• Alpine Tethys;
  • half-graben;
  • hyper-extended domain;
  • rifted-margin stratigraphy;
  • supra-detachment basin


This study focuses on the assessment of the stratigraphic architecture of the proximal and distal Jurassic Alpine Tethys rifted margins. The aim of the study was to reconcile the major observations performed in the Alps through time with what is observed in present-day magma-poor rifted margins. The proximal and distal rifted margins reflect two evolutionary phases of rifting involving different structures and isostatic evolutions leading to different stratigraphic records. The proximal rifted margins formed from Upper Triassic to Pliensbachian times and resulted in the formation of classical half graben basins. Rift evolution changed drastically during Pliensbachian to Toarcian times when extension started to localize in the future distal rifted margins.
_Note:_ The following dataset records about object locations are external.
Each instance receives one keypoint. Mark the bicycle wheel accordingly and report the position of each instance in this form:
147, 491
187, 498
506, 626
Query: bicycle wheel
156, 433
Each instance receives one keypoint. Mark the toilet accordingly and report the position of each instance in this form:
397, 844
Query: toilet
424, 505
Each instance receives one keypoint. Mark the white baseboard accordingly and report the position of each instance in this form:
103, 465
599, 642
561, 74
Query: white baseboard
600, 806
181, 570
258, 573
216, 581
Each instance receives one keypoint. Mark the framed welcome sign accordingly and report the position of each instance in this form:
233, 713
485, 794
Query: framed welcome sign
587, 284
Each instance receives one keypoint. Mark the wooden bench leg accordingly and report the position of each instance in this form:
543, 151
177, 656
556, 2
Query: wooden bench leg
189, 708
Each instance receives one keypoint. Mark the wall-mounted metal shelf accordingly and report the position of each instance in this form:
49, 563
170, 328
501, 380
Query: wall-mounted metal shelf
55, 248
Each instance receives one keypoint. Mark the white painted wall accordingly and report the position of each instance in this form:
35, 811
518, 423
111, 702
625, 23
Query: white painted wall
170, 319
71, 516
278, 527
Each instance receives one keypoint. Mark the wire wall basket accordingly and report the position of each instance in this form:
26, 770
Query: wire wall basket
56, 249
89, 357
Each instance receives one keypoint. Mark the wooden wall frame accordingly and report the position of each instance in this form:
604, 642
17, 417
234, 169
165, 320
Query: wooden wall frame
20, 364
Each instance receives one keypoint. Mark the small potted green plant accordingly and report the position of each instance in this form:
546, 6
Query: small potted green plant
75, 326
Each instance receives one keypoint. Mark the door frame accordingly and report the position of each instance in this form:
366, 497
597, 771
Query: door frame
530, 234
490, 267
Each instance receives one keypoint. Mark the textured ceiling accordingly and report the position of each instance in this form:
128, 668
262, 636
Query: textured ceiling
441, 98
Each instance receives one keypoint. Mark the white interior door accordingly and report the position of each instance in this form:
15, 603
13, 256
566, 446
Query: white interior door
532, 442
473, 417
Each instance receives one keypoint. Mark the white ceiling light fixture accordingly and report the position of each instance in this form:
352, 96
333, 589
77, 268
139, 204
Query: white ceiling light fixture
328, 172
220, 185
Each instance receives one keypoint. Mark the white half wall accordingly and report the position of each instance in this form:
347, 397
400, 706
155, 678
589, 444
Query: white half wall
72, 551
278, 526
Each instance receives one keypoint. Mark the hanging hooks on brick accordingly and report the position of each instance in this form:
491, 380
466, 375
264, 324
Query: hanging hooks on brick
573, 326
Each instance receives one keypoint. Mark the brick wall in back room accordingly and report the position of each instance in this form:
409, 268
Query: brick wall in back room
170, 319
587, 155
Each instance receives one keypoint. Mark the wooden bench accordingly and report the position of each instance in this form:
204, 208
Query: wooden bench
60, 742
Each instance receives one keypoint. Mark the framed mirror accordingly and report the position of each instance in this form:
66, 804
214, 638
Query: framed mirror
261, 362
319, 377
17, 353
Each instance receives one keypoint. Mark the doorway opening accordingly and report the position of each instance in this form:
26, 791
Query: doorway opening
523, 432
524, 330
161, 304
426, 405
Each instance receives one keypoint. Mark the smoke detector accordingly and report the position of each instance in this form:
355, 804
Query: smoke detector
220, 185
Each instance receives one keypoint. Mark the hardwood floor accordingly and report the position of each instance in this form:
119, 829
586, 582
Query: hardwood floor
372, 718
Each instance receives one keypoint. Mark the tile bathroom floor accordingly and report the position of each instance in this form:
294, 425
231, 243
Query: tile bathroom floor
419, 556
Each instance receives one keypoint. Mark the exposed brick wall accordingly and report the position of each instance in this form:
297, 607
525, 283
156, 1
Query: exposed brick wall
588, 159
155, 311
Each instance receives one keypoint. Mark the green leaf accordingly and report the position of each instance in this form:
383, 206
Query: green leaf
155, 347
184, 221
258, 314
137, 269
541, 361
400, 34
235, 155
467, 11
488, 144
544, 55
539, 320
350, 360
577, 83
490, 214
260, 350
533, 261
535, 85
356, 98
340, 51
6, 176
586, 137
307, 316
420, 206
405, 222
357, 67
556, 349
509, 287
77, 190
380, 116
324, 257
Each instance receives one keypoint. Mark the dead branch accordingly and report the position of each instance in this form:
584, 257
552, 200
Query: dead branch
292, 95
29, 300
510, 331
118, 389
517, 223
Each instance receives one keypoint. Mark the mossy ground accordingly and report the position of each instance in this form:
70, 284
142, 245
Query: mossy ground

Low-angle detachment faults become the new elementary structure controlling final crustal tapering and eventually mantle exhumation to the sea floor. New structural elements controlling the stratigraphic architecture of the distal rifted margins include extensional allochthons and breakaway blocks, both resulting from the delamination of a keystone block, also referred to as hangingwall block, during hyper-extension processes. To define the stratigraphic architecture of the proximal and distal rifted margins, three stratigraphic marker horizons are used, namely the top of the pre-rift sequences, the top of the proximal margin syn-tectonic sequence and the base of post-rift sequences. Based on the distribution of these stratigraphic marker horizons across the Alpine units and a structural re-evaluation of the rift structures, a synthetic tectono-stratigraphic evolution of the Alpine Tethys domain is proposed that reconciles old and new ideas about how rift systems may evolve in space and time.